本書は、いずれも実践活動を通してみた三つの面でのスリランカ仏教の行動形態を、実態調査に基づいて明らかにしようとするものである。文化人類学的な立場からの仏教研究であるが、スリランカ仏教の実態をなるべく忠実に伝えようとした。記述のスタイルは、論文調ではなく、なるべくわかりやすく、かつ個人の感情も抑えない紀行文の形をとった。

これがスリランカ仏教の全体であるなどとは決していえないことは当然だが、その性格のいく分かはここから明らかになるはずである。仏教がこうした形で行われていることを伝えられれば幸いである。

「小乗」仏教は日本でもっともよく知られるところのない宗教であることは事実であるので、大きな意味でわれわれ日本人の仏教とは違った、もう一方の仏教の展開としてスリランカ仏教を広く知っていただきたいという気持が筆者一同にある。考えてみれば、アジア大陸のいわば東端と南端に日本とスリランカとは位置し、ともに島国であり、仏教国である。

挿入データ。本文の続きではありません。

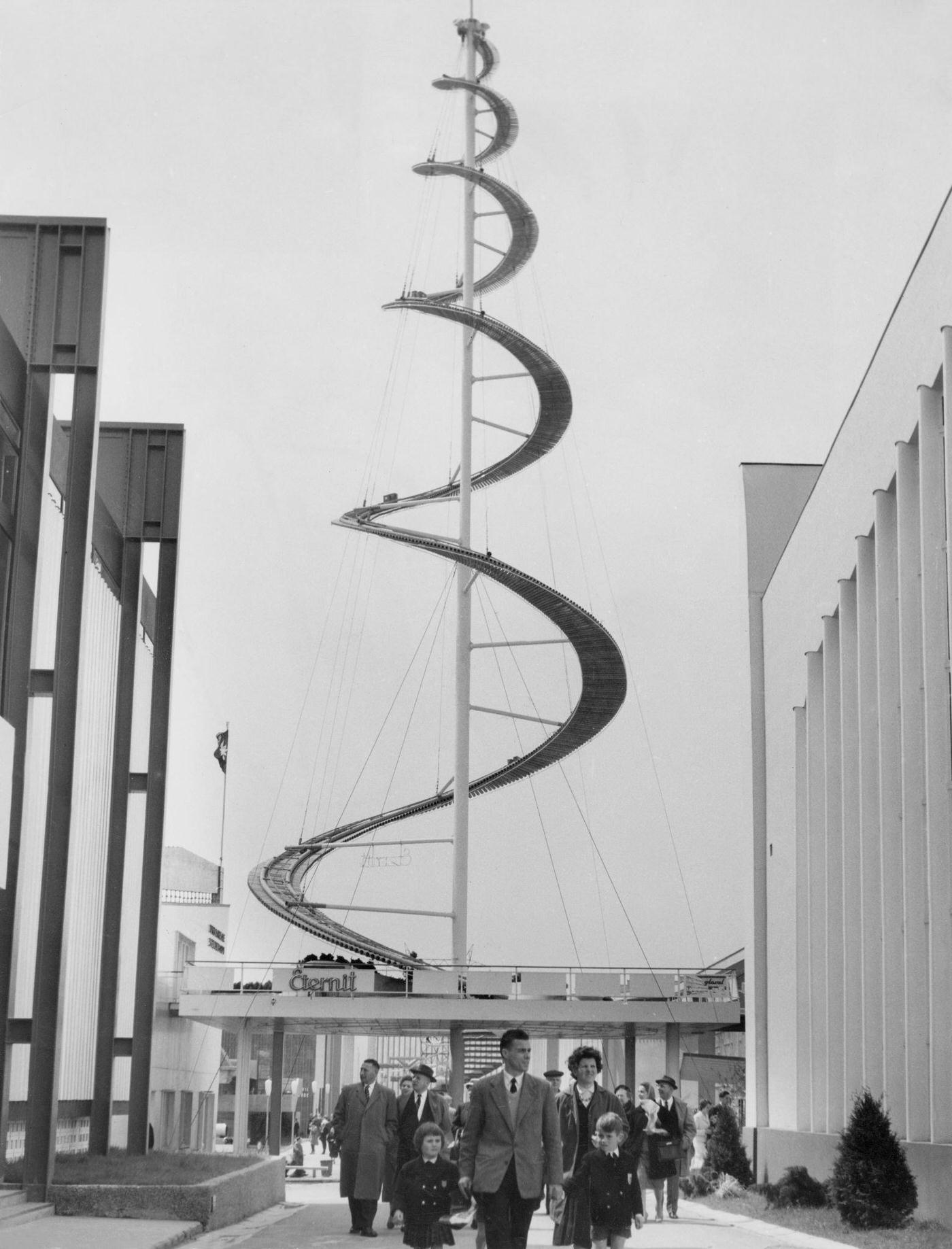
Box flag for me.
[215,730,228,772]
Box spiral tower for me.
[249,18,626,970]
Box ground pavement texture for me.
[184,1183,842,1249]
[0,1182,860,1249]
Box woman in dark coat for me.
[552,1046,625,1249]
[625,1082,664,1218]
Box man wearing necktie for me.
[384,1063,452,1228]
[460,1028,562,1249]
[655,1076,697,1219]
[331,1058,397,1237]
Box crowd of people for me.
[322,1028,730,1249]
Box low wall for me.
[48,1158,285,1231]
[743,1128,952,1228]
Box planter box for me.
[48,1158,285,1231]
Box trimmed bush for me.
[832,1089,918,1228]
[704,1107,753,1188]
[761,1167,830,1209]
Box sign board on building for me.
[271,963,373,998]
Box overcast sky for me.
[0,0,952,965]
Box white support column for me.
[807,651,827,1131]
[823,616,845,1131]
[896,442,931,1140]
[794,707,812,1131]
[919,386,952,1143]
[840,577,864,1110]
[856,536,882,1097]
[919,342,952,1144]
[747,589,770,1128]
[873,490,906,1137]
[231,1019,251,1154]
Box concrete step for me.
[0,1194,54,1231]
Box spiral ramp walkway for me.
[249,24,626,970]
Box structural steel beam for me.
[24,231,106,1201]
[127,521,181,1154]
[88,538,142,1154]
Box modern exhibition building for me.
[743,187,952,1222]
[0,218,215,1198]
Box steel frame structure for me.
[0,218,184,1200]
[249,16,626,1093]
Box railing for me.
[180,961,740,1003]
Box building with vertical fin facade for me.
[743,190,952,1225]
[0,218,184,1199]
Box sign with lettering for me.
[271,963,373,998]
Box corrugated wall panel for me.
[60,568,120,1099]
[12,698,52,1029]
[30,487,63,668]
[112,794,145,1039]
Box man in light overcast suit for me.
[460,1028,562,1249]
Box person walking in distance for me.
[552,1046,619,1249]
[331,1058,397,1237]
[564,1113,645,1249]
[394,1120,460,1249]
[384,1063,452,1228]
[655,1076,696,1219]
[460,1028,562,1249]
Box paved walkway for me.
[187,1184,842,1249]
[0,1184,842,1249]
[0,1214,201,1249]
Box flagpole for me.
[219,719,231,906]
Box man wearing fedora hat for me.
[655,1076,697,1219]
[384,1063,452,1228]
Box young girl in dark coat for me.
[564,1113,645,1249]
[394,1123,460,1249]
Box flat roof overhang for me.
[173,989,741,1038]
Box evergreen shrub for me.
[761,1167,830,1209]
[704,1107,753,1188]
[832,1089,918,1228]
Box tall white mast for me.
[452,16,482,970]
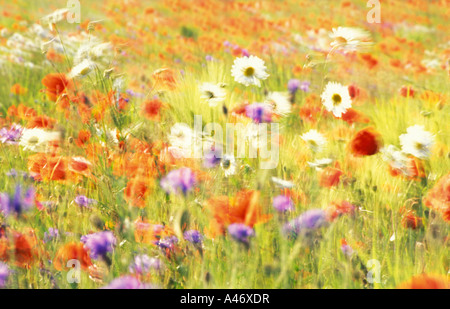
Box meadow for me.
[0,0,450,289]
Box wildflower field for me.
[0,0,450,289]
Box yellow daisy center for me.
[244,67,255,77]
[331,93,342,106]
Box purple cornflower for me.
[241,48,250,57]
[283,209,327,237]
[6,168,33,180]
[183,230,203,244]
[228,223,255,244]
[103,276,153,290]
[203,149,222,168]
[273,195,294,212]
[245,103,272,123]
[44,227,59,244]
[160,167,195,195]
[0,185,35,216]
[74,195,97,208]
[0,124,23,144]
[128,254,161,275]
[81,231,117,259]
[288,78,301,93]
[0,262,10,288]
[288,78,311,93]
[155,236,178,250]
[341,243,353,257]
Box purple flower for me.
[341,243,353,257]
[6,168,33,180]
[300,81,311,92]
[203,149,222,168]
[288,78,301,93]
[0,262,10,288]
[155,236,178,250]
[74,195,97,208]
[0,185,35,216]
[128,254,161,275]
[160,167,195,195]
[228,223,255,244]
[183,230,203,244]
[241,48,250,57]
[273,195,294,212]
[103,276,154,290]
[283,209,327,237]
[245,103,272,123]
[44,227,59,243]
[288,78,311,93]
[81,231,117,259]
[0,124,23,144]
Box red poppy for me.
[319,166,344,188]
[207,190,271,237]
[142,98,163,121]
[341,108,370,124]
[349,127,383,157]
[42,73,72,102]
[53,242,92,271]
[397,274,450,289]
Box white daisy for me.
[69,59,95,78]
[231,56,269,87]
[301,130,327,152]
[400,125,434,159]
[19,128,61,152]
[220,154,237,177]
[320,82,352,117]
[330,27,372,51]
[200,83,227,107]
[272,177,294,189]
[266,91,292,116]
[41,8,69,30]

それにスリランカ仏教を知ると、人間による人間のための宗教ともいえる仏教のもっとも直截な表現形が、ここにあるという気にもさせられるのである。

では、これからその実態を見てみよう。

日本放送出版協会、青木保編著『聖地スリランカ—生きた仏教の儀礼と実践』P14-16

「記述のスタイルは、論文調ではなく、なるべくわかりやすく、かつ個人の感情も抑えない紀行文の形をとった。」とここで述べられるように本書はとても読みやすいです。宗教実践の現場をそこにいるかのように読み進めることができます。

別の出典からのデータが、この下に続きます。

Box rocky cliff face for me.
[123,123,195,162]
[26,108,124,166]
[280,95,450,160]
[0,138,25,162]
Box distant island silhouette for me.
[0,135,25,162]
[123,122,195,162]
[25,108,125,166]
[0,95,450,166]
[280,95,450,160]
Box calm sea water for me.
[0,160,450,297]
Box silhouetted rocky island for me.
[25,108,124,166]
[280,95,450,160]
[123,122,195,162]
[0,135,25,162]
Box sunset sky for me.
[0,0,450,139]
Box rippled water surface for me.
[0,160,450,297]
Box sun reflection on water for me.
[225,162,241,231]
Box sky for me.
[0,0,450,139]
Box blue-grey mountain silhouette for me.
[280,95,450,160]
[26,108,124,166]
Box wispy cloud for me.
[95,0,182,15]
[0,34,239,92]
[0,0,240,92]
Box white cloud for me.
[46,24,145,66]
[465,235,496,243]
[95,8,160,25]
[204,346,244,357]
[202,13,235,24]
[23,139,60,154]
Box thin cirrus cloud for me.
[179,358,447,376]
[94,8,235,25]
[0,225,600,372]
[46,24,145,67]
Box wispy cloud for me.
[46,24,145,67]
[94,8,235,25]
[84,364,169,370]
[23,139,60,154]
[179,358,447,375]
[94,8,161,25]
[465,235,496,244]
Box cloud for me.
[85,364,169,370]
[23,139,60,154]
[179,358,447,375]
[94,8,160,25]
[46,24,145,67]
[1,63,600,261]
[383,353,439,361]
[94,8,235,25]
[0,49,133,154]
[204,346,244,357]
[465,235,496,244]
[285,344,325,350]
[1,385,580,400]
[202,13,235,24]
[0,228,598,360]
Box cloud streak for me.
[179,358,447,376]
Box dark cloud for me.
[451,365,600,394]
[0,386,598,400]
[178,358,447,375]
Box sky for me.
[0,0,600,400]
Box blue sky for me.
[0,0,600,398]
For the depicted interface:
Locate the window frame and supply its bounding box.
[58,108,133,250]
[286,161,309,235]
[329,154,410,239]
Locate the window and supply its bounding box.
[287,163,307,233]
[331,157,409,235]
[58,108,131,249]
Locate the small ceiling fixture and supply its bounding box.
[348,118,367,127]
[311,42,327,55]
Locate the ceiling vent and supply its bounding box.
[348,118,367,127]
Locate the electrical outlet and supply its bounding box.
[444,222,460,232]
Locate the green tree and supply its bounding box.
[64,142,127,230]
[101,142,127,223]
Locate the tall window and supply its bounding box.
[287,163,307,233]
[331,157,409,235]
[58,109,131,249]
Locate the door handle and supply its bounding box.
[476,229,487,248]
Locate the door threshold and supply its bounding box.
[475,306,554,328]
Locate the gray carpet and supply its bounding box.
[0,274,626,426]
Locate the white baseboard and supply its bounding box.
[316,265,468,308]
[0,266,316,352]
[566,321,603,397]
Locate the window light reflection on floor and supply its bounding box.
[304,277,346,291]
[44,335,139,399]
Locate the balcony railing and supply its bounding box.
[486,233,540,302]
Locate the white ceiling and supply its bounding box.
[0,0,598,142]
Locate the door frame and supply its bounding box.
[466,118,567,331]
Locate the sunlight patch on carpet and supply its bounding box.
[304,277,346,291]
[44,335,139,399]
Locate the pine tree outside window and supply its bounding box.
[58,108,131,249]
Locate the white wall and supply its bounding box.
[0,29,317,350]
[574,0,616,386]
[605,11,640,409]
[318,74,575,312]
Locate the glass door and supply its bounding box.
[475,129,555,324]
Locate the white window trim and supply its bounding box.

また、写真も豊富ですので現地の雰囲気もイメージしやすいです。儀式そのものの写真もそうですが街並みの写真も風情があってとても印象に残っています。スリランカに行きたくなる写真が満載です。

本書もスリランカ仏教を知る上でとてもおすすめな作品です。ぜひ手に取ってみてはいかがでしょうか。

以上、「青木保編著『聖地スリランカ—生きた仏教の儀礼と実践』~現地での実際の宗教実践を詳しく知れるおすすめ作品」でした。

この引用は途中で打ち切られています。